2.3 Evaluate what software should be used - taking into account
features, performance, price, support
and scalability.
In order to save money I decided
to implement well tested solutions: CentOS Linux 64bit, MySQL, Apache with
support of C, Java, PHP, Perl, Python and other free software solutions. All the
software installed on servers is free (GNU software License). Some examples of
my reasoning here are elaborated below.
CentOS is a free, community
built version of RedHat Linux. If one pays for Redhat, one is paying for
support, as I am extremely familiar with the software I decided that I wouldn't
need any support.
MySQL – a very good relational
database management system. I had considered PostgreSQL as it has more
functionality but decided to go with MySQL, as it has superior support. I did not
believe that I needed more sophisticated
solutions than MySQL could provide and rezoned that I could always switch to
MariaDB, which is a community built version of MySQL (MySQL is owned by ORACLE)
or PostgreSQL if necessary.
Apache – I am very familiar
with this software, furthermore it is the most popular web server on the
Internet.
I think that the free software I chose has a combination of great
performance, flexibility, reliability and scalability. Any shortfalls in
functionality, could be compensated for by writing my own code.
Finally,
I had to consider the issues of security and privacy. I could not allow closed (proprietary)
software to be in control of the sensitive data that I am responsible for as I
needed to have the ability to inspect the source code in order to be able to
evaluate any possible back door in order that the system be secure should it
eventually be connected to the internet. Open source software also provides a
safety net that threats are easily identified by online community.

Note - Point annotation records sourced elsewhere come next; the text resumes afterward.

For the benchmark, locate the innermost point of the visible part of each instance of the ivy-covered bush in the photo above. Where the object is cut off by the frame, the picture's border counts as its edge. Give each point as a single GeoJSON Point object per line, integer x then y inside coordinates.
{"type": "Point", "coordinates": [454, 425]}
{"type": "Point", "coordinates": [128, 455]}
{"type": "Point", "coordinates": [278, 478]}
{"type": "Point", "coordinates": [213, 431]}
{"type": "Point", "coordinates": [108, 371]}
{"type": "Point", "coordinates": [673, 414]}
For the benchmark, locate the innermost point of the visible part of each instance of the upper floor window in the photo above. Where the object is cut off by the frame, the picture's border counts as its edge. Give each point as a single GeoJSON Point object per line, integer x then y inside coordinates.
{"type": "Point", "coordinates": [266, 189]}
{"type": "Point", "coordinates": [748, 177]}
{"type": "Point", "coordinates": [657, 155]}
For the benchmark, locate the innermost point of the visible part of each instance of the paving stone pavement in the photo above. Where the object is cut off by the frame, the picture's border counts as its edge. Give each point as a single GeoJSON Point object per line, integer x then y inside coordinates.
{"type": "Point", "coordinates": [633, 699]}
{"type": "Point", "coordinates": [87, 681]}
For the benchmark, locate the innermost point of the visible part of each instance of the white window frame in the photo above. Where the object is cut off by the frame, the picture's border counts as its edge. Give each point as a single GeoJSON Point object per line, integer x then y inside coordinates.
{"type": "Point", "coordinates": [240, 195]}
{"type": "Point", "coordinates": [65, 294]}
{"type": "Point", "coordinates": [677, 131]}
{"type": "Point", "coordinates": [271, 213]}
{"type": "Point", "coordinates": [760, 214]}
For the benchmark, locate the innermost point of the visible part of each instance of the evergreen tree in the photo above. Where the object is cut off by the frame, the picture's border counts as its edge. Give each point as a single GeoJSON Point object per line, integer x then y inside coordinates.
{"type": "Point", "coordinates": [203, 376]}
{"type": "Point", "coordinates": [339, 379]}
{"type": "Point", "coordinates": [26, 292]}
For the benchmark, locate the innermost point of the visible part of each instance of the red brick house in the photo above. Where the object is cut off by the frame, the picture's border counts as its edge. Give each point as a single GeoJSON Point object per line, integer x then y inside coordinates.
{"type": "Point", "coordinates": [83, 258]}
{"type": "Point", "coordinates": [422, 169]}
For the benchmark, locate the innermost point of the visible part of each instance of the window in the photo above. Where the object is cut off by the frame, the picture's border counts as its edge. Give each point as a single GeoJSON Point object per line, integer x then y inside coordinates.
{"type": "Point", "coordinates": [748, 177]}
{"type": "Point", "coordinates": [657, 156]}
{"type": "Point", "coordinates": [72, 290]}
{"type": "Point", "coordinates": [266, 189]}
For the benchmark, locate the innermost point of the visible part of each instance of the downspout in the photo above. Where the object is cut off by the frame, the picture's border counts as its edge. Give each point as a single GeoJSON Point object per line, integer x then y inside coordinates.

2.4 Evaluate what hardware should be used – taking into account the
project requirements, pricing,
support and scalability.
This was difficult since the prices of servers are very high. The older
solutions, are not very supportive of newer technologies (for example USB 3.0
or SATA 3.) I needed super-fast data transfers since I had no network – most of
the data would have to be transferred on encrypted hard drives. A regular infrastructure
based on proprietary software would initially cost some £ 60,000 and then approximately
£ 20,000 a year for licensing fees, which was clearly beyond my budget. Branded
solutions offering USB 2.0 and SATA 2 were not sufficient for my purpose. I needed
large, fast and cheap SATA 3 hard drives (there is no need to pay extra for SAS
or SSD – no need for quick I/O, available WD RE SATA 3 drives are sufficient
enough offering large capacities for a very good price) fast controllers
(6GB/s) and super-fast USB (5GB/s). The operating systems in both nicola1 and
nicola2 servers are installed on 240 GB Kingston SSD drives, keeping working
directories on additional WD RE hard drive and uses as a storage a Directly
Attached Storage (DAS) system by Areca ARC-8040 (8-Bays 6Gb/s SAS to SAS RAID
Subsystem), each with eight 4TB WD RE drives on board. This infrastructure
allows me to temporarily use SSD hard drives installed in USB 3.0 enclosures
supporting encryption to move the data between locations.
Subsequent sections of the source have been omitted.